Recipient of the Aga Khan Award for Architecture in 1983.
Traditional Tunisian domestic architecture consists of one- or two-level houses arranged around courtyards or patios. To achieve a contemporary expression of these indigenous arrangements for this hotel, the architect created an ordered series of symmetrical interior courtyards connected along a main longitudinal axis, from which secondary axes open. The hotel courtyards are paved, and are entered by two or four porticoes. All are simply ornamented by delicate ceramic decoration in the form of banding and panels. The innermost courtyards, some of them planted with orange trees or jasmine, have the intimate quality of private gardens. Water is the most important element. As in all the great Arabo-Islamic landscapes, it fills pools, runs off through little channels and jets forth in fountains under pergolas. Covered walkways and galleries offer shade. The jury found particularly praiseworthy "the restraint with which materials and forms have been used, and the subdued nature of the colour scheme which enable this group of buildings to achieve its imagery whilst avoiding pastiche."

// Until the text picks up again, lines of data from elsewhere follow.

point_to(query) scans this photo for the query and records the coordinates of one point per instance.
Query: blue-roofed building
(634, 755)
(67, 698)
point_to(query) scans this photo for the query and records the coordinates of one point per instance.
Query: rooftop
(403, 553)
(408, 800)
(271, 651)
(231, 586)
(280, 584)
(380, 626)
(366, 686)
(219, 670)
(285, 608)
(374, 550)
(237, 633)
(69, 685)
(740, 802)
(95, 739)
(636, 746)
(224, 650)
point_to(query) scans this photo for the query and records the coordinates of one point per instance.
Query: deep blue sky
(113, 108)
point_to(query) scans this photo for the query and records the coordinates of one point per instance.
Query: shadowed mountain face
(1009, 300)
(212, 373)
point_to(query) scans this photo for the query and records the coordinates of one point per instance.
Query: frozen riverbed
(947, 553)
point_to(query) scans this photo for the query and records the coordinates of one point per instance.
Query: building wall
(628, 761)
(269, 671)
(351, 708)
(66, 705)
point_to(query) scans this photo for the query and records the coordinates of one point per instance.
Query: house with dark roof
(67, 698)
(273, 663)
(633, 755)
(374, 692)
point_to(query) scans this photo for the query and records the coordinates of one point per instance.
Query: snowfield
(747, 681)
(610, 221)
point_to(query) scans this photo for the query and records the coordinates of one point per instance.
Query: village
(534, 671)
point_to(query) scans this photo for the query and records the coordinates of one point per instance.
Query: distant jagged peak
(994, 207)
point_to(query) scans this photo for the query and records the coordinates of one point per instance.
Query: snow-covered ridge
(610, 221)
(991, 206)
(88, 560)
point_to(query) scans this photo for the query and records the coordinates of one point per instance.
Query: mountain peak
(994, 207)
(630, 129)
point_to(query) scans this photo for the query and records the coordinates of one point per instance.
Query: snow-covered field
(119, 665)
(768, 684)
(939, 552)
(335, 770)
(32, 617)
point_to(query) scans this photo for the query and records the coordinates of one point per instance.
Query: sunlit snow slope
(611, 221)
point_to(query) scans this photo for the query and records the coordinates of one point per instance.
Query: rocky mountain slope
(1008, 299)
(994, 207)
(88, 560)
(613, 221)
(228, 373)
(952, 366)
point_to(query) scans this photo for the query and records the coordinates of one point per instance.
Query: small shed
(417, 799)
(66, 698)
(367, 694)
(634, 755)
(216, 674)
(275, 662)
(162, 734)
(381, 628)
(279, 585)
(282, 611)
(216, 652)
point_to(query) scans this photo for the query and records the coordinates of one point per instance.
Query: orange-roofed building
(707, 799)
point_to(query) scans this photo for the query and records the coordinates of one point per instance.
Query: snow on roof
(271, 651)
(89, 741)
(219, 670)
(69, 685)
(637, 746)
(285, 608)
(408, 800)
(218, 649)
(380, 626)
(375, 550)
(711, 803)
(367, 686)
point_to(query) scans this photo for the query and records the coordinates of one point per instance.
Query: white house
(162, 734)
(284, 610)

Cantacuzino, Sherban, editor. Architecture in Continuity. New York: Aperture, 1985.
Architecture in Continuity celebrates projects throughout the Islamic world that most successfully preserve indigenous forms while providing for the future, It honors the insight, imagination, and skill that brought these projects into physical reality. The Aga Khan Awards attention to the extraordinary effort required to develop an architecture both practical and spiritual is dramatically reflected in this volume, the second (1983) of the Aga Khan Award for Architecture series. The eleven projects found in nine countries from Mali to Pakistan, from Yugoslavia to Malaysia, range from hotels to mosques, from housing to an impressive air terminal for pilgrims to Mecca. The Award winners show a deep respect for tradition, displayed in the historic buildings restored for contemporary purposes. Everyone connected with each project - the architect, client, and builder, the local craftsmen, artisans, and consultants - is honored for contributing to an integrity of purpose, to a spirit that is of and for the people. This collection of color photographs by some of the world's finest photographers exquisitely depicts the Award-winning buildings. The introduction and three essays, by distinguished architects and architectural historians, explore the projects in terms of the pressures confronting emerging Muslim countries, the influence of the Western postindustrial world, and traditional Muslim forms and values.